Robin first sets eyes on the beautiful Lady Marian, intelligently played by the lovely Olivia de Havilland, at the banquet.  As a Norman, she at first despises this Saxon upstart but learns to respect and then love him for his loyalty to her guardian King Richard and his goodness to the downtrodden.  Robin is appropriately chivalric throughout.  In fact, a tenant of the oath taken by the  Merry Men is to protect all women whether Norman or Saxon.

Three Villains - Melville Cooper, Basil Rathbone, and Claude Raines

Three villains – Melville Cooper, Basil Rathbone, and Claude Raines

The supporting cast is a roster of some of the most familiar faces in ’30’s Hollywood.
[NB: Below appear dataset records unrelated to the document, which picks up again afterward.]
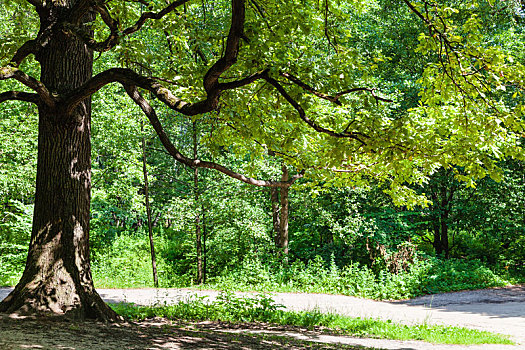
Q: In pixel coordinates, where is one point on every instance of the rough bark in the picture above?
(57, 278)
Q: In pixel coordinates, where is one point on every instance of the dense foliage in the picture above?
(431, 152)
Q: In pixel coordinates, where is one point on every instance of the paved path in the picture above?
(500, 310)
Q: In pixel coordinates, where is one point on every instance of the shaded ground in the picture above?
(155, 334)
(499, 310)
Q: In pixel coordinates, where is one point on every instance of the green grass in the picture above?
(262, 308)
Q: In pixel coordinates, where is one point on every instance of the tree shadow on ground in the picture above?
(153, 334)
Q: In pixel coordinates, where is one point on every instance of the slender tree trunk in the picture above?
(276, 216)
(198, 234)
(284, 211)
(148, 208)
(57, 277)
(204, 236)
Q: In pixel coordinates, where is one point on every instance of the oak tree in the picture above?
(283, 73)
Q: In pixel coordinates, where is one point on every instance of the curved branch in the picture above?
(134, 94)
(28, 48)
(211, 79)
(304, 117)
(29, 81)
(115, 35)
(36, 3)
(19, 96)
(334, 99)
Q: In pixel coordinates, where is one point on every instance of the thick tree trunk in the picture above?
(57, 278)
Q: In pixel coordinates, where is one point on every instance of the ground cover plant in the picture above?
(262, 309)
(339, 117)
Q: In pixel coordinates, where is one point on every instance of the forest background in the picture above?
(348, 233)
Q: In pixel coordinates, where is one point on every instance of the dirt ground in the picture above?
(499, 309)
(153, 334)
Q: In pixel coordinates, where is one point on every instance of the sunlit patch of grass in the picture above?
(261, 308)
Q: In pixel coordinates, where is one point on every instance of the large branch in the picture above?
(19, 96)
(336, 97)
(196, 163)
(36, 3)
(345, 134)
(211, 79)
(113, 24)
(28, 48)
(29, 81)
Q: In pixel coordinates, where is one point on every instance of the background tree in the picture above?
(334, 121)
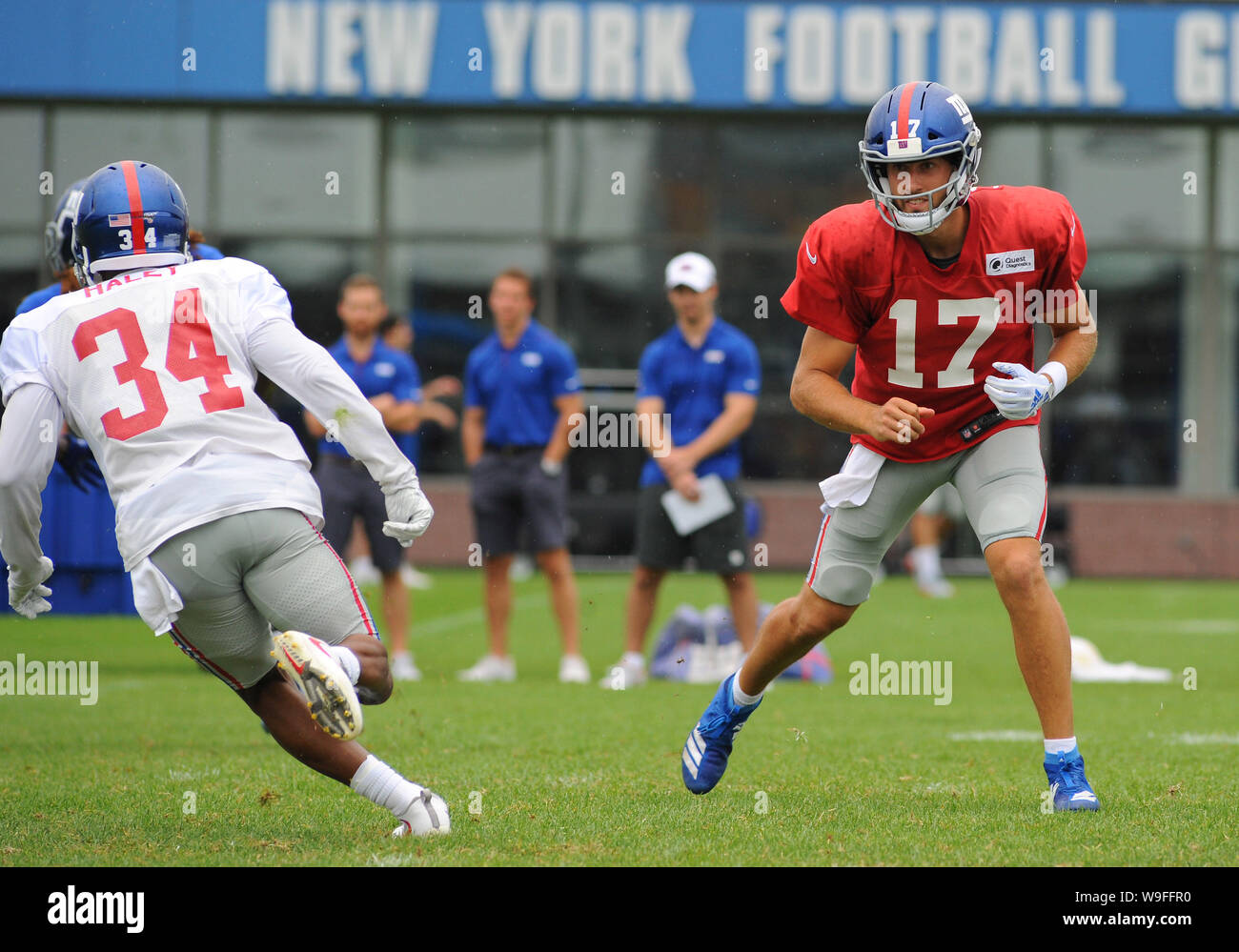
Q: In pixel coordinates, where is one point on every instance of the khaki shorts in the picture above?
(249, 573)
(1002, 482)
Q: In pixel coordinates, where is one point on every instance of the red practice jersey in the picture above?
(928, 334)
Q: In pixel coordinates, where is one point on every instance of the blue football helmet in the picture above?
(58, 232)
(911, 123)
(132, 214)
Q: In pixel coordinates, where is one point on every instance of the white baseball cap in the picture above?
(692, 269)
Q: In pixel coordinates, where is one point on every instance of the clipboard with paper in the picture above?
(713, 503)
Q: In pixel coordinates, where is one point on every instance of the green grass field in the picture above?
(575, 775)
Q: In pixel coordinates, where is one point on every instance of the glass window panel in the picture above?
(311, 273)
(611, 301)
(591, 202)
(1120, 423)
(1011, 153)
(21, 271)
(1127, 182)
(434, 283)
(21, 161)
(1228, 190)
(91, 136)
(461, 175)
(777, 178)
(274, 172)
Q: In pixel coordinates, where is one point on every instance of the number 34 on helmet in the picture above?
(912, 123)
(132, 214)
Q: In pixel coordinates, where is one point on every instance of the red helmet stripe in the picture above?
(137, 222)
(904, 108)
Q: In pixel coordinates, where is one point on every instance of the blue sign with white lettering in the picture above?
(1000, 57)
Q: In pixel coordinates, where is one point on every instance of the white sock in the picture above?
(376, 781)
(348, 660)
(740, 697)
(925, 561)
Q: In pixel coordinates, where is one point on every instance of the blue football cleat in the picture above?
(709, 745)
(1066, 782)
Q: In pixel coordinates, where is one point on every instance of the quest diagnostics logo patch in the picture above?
(1010, 262)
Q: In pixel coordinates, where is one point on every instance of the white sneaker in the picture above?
(416, 579)
(573, 670)
(623, 675)
(491, 668)
(314, 671)
(403, 667)
(426, 815)
(363, 572)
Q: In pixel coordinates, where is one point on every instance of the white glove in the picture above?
(1019, 396)
(29, 597)
(409, 515)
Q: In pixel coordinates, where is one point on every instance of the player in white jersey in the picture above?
(153, 362)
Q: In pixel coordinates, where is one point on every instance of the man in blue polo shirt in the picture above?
(520, 391)
(389, 379)
(705, 375)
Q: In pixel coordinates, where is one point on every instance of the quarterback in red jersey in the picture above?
(937, 288)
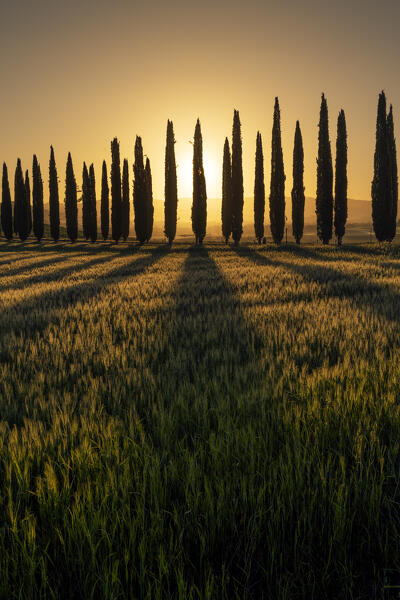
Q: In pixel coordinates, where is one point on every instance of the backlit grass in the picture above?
(198, 422)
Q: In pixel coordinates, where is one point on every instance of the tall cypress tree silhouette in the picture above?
(71, 201)
(393, 174)
(149, 201)
(125, 200)
(199, 205)
(341, 178)
(37, 200)
(92, 205)
(298, 199)
(226, 210)
(86, 202)
(277, 193)
(237, 180)
(105, 203)
(20, 226)
(381, 188)
(116, 203)
(54, 201)
(259, 191)
(6, 206)
(140, 193)
(171, 190)
(28, 207)
(324, 199)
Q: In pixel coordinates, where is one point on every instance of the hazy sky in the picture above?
(77, 73)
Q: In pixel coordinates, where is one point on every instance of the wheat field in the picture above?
(191, 423)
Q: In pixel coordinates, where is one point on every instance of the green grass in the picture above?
(198, 423)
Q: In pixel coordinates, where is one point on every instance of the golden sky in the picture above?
(75, 74)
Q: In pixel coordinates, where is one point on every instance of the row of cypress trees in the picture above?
(331, 210)
(21, 222)
(232, 183)
(384, 189)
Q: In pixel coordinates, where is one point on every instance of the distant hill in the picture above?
(359, 218)
(359, 211)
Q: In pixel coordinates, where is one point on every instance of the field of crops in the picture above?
(192, 423)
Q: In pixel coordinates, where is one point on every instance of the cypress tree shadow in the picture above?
(60, 273)
(379, 299)
(203, 373)
(33, 265)
(53, 301)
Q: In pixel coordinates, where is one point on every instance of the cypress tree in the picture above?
(20, 213)
(237, 180)
(71, 201)
(28, 207)
(6, 206)
(105, 203)
(54, 201)
(298, 199)
(382, 184)
(149, 202)
(277, 193)
(116, 202)
(393, 173)
(171, 191)
(324, 199)
(125, 200)
(226, 211)
(92, 205)
(341, 178)
(199, 206)
(86, 223)
(140, 193)
(259, 191)
(37, 198)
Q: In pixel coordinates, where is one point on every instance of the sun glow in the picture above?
(185, 174)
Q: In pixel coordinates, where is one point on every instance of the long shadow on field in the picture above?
(378, 298)
(43, 309)
(329, 253)
(46, 262)
(210, 385)
(66, 247)
(209, 351)
(86, 263)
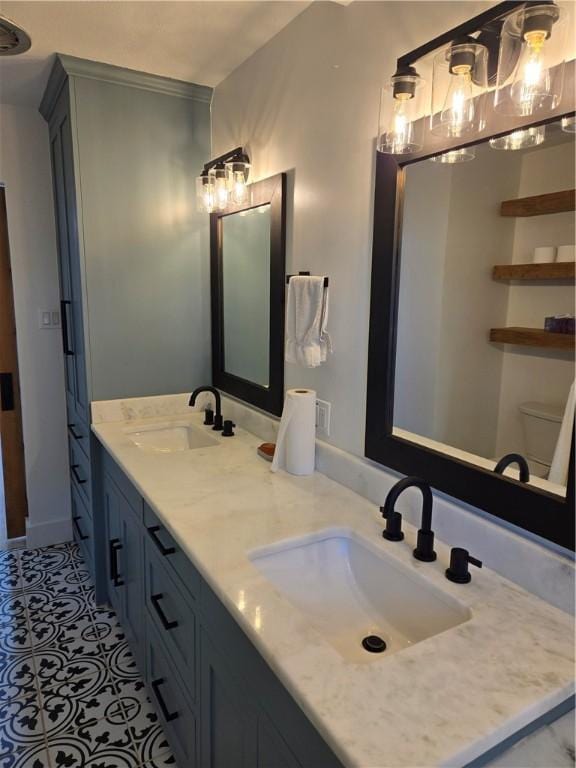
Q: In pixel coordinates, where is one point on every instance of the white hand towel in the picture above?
(307, 340)
(561, 461)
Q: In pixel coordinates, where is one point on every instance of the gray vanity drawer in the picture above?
(80, 471)
(170, 701)
(82, 527)
(78, 432)
(172, 613)
(175, 560)
(124, 485)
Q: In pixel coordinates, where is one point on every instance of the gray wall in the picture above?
(145, 247)
(308, 102)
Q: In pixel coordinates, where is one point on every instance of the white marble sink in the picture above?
(168, 438)
(350, 589)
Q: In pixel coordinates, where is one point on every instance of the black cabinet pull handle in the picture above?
(6, 392)
(73, 432)
(76, 525)
(77, 477)
(168, 716)
(64, 319)
(155, 600)
(153, 531)
(115, 547)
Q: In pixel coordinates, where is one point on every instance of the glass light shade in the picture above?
(526, 137)
(237, 177)
(531, 61)
(221, 191)
(459, 84)
(463, 155)
(205, 193)
(400, 130)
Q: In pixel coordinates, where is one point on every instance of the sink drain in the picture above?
(373, 644)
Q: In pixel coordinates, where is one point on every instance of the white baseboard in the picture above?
(46, 534)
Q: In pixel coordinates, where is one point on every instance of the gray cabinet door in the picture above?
(69, 258)
(228, 729)
(111, 503)
(131, 571)
(273, 752)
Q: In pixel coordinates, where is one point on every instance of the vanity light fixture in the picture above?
(459, 84)
(516, 46)
(536, 80)
(527, 137)
(399, 132)
(463, 155)
(223, 181)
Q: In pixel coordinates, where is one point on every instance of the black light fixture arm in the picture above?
(475, 24)
(234, 154)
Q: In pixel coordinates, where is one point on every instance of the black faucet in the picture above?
(217, 417)
(514, 458)
(425, 543)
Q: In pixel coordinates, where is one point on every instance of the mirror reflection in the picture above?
(246, 293)
(485, 344)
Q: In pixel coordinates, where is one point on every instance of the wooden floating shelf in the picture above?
(539, 205)
(559, 270)
(532, 337)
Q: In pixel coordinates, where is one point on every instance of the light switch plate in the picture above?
(323, 418)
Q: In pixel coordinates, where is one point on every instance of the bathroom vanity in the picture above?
(229, 584)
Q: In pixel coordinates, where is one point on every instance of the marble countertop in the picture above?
(440, 702)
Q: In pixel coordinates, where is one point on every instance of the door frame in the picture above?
(11, 436)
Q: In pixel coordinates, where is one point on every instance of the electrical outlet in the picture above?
(323, 418)
(48, 319)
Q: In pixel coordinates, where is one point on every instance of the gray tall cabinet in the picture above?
(133, 253)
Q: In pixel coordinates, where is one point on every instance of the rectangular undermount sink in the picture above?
(169, 438)
(351, 590)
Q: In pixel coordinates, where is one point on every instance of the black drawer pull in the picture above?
(155, 600)
(64, 320)
(77, 477)
(115, 547)
(153, 531)
(76, 525)
(74, 434)
(6, 392)
(168, 716)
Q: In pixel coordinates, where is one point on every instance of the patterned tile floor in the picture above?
(70, 693)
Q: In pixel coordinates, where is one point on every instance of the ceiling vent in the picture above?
(13, 39)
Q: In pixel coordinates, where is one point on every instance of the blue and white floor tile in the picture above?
(70, 692)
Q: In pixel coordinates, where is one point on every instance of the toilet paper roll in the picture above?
(544, 254)
(296, 441)
(566, 253)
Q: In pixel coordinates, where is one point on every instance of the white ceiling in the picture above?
(200, 42)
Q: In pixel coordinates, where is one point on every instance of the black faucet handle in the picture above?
(459, 560)
(228, 430)
(425, 546)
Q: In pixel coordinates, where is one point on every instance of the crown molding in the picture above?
(71, 66)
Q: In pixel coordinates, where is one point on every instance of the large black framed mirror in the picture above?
(247, 257)
(453, 381)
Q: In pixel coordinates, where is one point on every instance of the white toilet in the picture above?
(541, 423)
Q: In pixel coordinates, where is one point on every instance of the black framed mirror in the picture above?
(247, 258)
(452, 382)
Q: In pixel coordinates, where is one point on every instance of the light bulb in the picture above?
(534, 82)
(521, 139)
(220, 187)
(400, 137)
(458, 113)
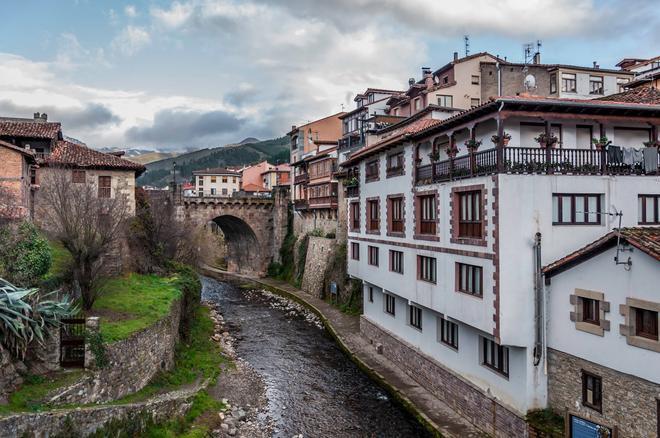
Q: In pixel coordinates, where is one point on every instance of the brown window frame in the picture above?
(642, 217)
(373, 223)
(645, 319)
(78, 176)
(573, 196)
(355, 251)
(105, 191)
(469, 227)
(474, 276)
(372, 255)
(596, 390)
(396, 266)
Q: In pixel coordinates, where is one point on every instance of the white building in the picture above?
(220, 181)
(446, 250)
(603, 346)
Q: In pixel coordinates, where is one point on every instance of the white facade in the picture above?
(517, 206)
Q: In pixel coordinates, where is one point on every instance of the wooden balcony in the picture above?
(524, 160)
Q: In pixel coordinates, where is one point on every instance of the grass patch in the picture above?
(28, 398)
(136, 301)
(199, 358)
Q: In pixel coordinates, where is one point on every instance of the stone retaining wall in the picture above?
(481, 410)
(629, 403)
(85, 421)
(133, 362)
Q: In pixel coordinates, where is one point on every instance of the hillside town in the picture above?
(480, 245)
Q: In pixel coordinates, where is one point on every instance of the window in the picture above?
(495, 357)
(373, 255)
(426, 269)
(355, 251)
(470, 279)
(596, 85)
(427, 214)
(390, 304)
(373, 217)
(395, 212)
(576, 209)
(592, 395)
(395, 164)
(446, 101)
(648, 209)
(415, 316)
(448, 332)
(355, 216)
(78, 176)
(568, 82)
(646, 323)
(396, 261)
(590, 311)
(105, 190)
(553, 83)
(469, 218)
(371, 171)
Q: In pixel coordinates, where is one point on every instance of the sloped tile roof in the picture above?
(16, 128)
(67, 153)
(646, 239)
(646, 95)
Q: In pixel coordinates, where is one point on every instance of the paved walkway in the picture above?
(346, 329)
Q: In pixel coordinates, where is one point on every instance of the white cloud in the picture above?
(131, 40)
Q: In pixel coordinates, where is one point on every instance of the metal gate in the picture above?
(72, 342)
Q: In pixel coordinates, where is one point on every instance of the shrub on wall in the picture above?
(25, 255)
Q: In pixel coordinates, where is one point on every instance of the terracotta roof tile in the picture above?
(646, 239)
(66, 153)
(15, 128)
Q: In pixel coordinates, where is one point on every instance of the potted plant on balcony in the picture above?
(546, 140)
(506, 137)
(601, 143)
(472, 144)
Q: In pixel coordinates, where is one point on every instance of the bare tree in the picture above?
(88, 225)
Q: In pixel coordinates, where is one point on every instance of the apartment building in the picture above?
(443, 233)
(219, 181)
(602, 331)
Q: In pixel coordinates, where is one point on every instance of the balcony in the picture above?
(524, 160)
(323, 202)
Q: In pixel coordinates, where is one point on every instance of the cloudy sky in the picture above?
(196, 73)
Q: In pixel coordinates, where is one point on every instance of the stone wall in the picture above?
(629, 403)
(319, 252)
(85, 421)
(483, 411)
(133, 362)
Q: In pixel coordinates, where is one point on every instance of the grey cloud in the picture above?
(90, 116)
(185, 127)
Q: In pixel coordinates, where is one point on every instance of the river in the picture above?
(312, 388)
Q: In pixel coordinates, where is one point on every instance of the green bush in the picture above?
(25, 255)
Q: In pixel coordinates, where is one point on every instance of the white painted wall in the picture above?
(600, 274)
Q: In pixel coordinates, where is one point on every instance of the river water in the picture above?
(313, 389)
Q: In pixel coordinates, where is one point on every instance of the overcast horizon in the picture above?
(199, 73)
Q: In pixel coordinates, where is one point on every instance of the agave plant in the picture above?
(26, 315)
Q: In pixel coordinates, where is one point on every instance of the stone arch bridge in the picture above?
(254, 227)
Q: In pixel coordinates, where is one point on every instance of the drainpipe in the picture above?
(538, 301)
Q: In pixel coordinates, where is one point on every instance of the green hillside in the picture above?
(159, 173)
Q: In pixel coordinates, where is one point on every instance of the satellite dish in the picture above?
(530, 82)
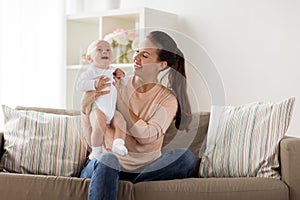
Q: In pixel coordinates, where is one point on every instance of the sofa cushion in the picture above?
(213, 188)
(191, 139)
(40, 187)
(243, 141)
(42, 143)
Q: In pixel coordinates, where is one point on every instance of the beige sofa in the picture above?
(35, 187)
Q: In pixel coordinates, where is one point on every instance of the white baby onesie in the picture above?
(106, 103)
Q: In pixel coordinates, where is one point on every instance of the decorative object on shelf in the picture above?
(123, 44)
(101, 5)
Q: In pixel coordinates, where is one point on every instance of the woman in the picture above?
(148, 108)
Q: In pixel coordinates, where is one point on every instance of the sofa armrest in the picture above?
(290, 162)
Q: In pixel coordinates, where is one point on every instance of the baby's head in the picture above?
(99, 54)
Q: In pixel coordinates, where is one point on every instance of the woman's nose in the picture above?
(136, 55)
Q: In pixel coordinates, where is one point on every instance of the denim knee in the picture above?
(108, 159)
(189, 159)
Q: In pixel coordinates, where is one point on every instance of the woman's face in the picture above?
(146, 64)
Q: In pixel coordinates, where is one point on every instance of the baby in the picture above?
(99, 55)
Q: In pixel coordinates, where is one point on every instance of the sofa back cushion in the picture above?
(243, 141)
(42, 143)
(193, 139)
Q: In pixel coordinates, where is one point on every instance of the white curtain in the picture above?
(32, 53)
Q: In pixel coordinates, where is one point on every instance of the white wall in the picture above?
(255, 45)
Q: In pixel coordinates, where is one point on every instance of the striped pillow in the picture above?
(42, 143)
(243, 141)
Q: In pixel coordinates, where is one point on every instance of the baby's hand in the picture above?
(101, 83)
(118, 73)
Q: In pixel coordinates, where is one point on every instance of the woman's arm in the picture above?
(149, 131)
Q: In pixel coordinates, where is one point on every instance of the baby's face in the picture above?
(101, 54)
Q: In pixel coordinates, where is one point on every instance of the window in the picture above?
(32, 53)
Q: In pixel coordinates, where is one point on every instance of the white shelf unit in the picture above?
(83, 28)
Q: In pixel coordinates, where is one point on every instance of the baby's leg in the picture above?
(98, 123)
(119, 124)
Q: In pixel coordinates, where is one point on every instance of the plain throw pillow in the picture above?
(243, 141)
(42, 143)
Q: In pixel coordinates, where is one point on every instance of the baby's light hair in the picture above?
(92, 47)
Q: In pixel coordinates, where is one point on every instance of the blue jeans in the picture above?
(104, 173)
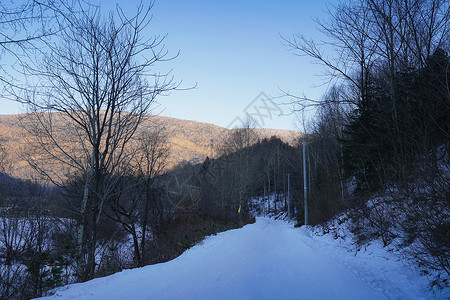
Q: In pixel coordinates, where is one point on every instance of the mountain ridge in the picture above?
(189, 140)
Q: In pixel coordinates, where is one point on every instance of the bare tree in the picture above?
(138, 203)
(91, 93)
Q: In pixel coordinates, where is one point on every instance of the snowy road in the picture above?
(266, 260)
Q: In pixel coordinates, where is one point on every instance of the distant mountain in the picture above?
(189, 140)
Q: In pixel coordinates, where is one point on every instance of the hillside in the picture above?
(189, 140)
(266, 260)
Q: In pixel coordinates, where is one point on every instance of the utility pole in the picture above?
(264, 201)
(305, 193)
(289, 194)
(212, 148)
Each villain has his own consistent attributes from Claude Raines’s cynical, snide Prince John, to Melville Cooper’s cowardly Sheriff of Nottingham.  Basil Rathbone contributes his expert swordsmanship to the fabulous sword duel with Robin that closes the film.  Then we have the good guys.  It is hard to imagine a more perfect crew than Alan Hale as Little John, Eugene Pallette as Friar Tuck, Patric Knowles as Will Scarlet, and Herbert Mundin as Much.   Una O’Conner hams it up as Marian’s loyal lady’s maid Bess.

Adventures of Robin Hood Climactic Duel

The bright glittering costumes and sets may not present an accurate picture of the Middle Ages but they do contribute to the storybook feeling of the piece.  Those who are looking for a gritty, nuanced portrayal of the Robin Hood legend would do better elsewhere.  Those viewers who are out for a good time can stop right here for 102 minutes of unadulterated fun.